One should also keep in mind that the strength and amount of alcohol consumed, the time period during which it was taken, the amount of non-alcoholic liquid intake, and even your genetics also influence the results. Most of the alcohol is excreted in the first two days. When a large amount is consumed, alcohol remains in the body for three days. You can find online calculators that allow you to calculate the time of the alcohol elimination based on the data you provide. However, it will be very rough, so do not base serious decisions on it.
How long does alcohol stay in your urine?
The period during which alcohol is retained in the urine is determined factors discussed above as well as:
- time since the last intake of alcohol and urination (ethyl is retained with urine)
- the volume of additionally consumed liquid (non-alcoholic)
- diseases that make it difficult to pass urine.
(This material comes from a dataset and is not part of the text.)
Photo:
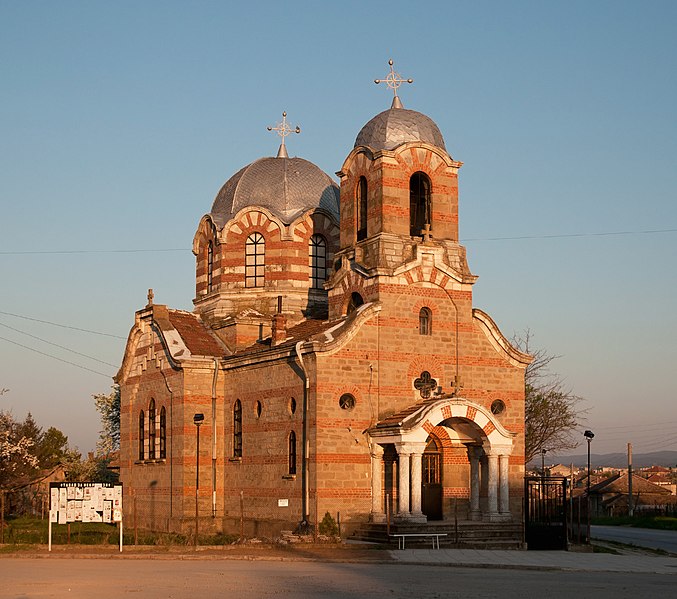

So, how long does alcohol stay in your urine? As you might have already realized, the answer will vary from person to person and from situation to situation. Generally, alcohol is completely removed from human urine in 8 to 30 hours. Urine is fully cleared in a few days, while sweat, blood, and breastmilk – 10-12 hours.
The mucous membrane in the female body is thinner, therefore, rapid absorption occurs, and alcohol from urine comes out 20-25%h slower than in men. With a long-term drunken state, a woman loses up to 0.1 ppm per hour, while men – up to 0.15.
Older people and adolescents cope worse with alcohol than young people and middle-aged people. The more a person weighs, the less time alcohol stays in the urine and takes less time to get excreted by the kidneys. A stressful state, due to adrenaline, contributes to faster elimination of intoxicants.
Alcohol stays in urine longer if a person has cirrhosis, hepatitis, and other liver diseases because the liver produces special enzymes for the decomposition of toxins and ethyl. Several other diseases can slow down this process as well:
- diseases transmitted by sexual contact
- problems with the thyroid gland
- heart and kidney failure
- narrowing of the urethra
- prostate adenoma, sclerosis, and prostatitis of the prostate gland
- obesity and hormonal imbalance
- chronic alcoholism.
Where the concentration of alcohol is higher – in urine or blood?
Knowing how alcohol affects your body, you can easily answer this question. Depending on the time elapsed from the moment of taking alcohol, the level of concentration in urine and blood changes. At the absorption stage, which lasts for about three hours, alcohol moves from the gastrointestinal tract to the cardiovascular system, so the concentration of ethyl alcohol is higher in the blood.
Further, ethyl alcohol is oxidized and excreted from the body. At this stage, the concentration of ethanol in the blood decreases, while in urea it rises. The more time passes from the beginning of alcohol intake, the more the difference in the level of ethanol in urine and blood grows.